Ricardo Smith will soon be walking away from Cherry Tree Crossing, and the Augusta Housing Authority is moving out 350 families.
He has a voucher for a new home and he made sure it was still near a bus line like Cherry Tree.
"Was having the bus important to you?" we asked Smith. "Yes sir, it was important, because you've got transportation because we stay here and you can walk to the bus stop right here," he answered.
Smith will live close to a bus line, but says many of his neighbors being relocated from the Cherry Tree Crossing complex are heading to south Augusta. "There's many heading out there, I mean yeah, there's plenty of them that went out there," he said.
"How are they going to get around?" we asked Smith. "I don't know," he said with a laugh.
Large sections of south Augusta, especially the Tobacco Road-Windsor Spring Road area do not have bus service.
"There ain't nothing out therem it's underserved. It needs more service. You'd be surprised, you would get more money if you give the service out there," said bus rider Larry Jones.
Officials with company running the Augusta bus system, McDonald Transit Associates, have a plan to change that with three proposed south Augusta routes, including one for Meadowbrook Drive, Windsor Spring Road, and Tobacco Road.
"That would be just excellent, that would be something to look forward to in the future," said Jones.
But, more service to south Augusta is in the future because for the bus system, the first phase priority is a new Fort Gordon route and adding buses and altering routes to reduce wait times for riders on the other routes.

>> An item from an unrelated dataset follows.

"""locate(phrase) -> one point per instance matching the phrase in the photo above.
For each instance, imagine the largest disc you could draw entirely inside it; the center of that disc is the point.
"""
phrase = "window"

"South Augusta...the issue we have there, we don't know exactly where everybody is going yet, and the density out there is not set up in a way that we can efficiently or effectively run a service out there because we don't know where people are moving to," says Tim Lett, of McDonald Transit Associates.
City Administrator Fred Russell defended the Fort Gordon route and reducing wait times for riders as the first priority, saying it gives the city more bang for its bucks.
The cost will be $1.1 million. When asked where the city finds that money, Russell said, "good question".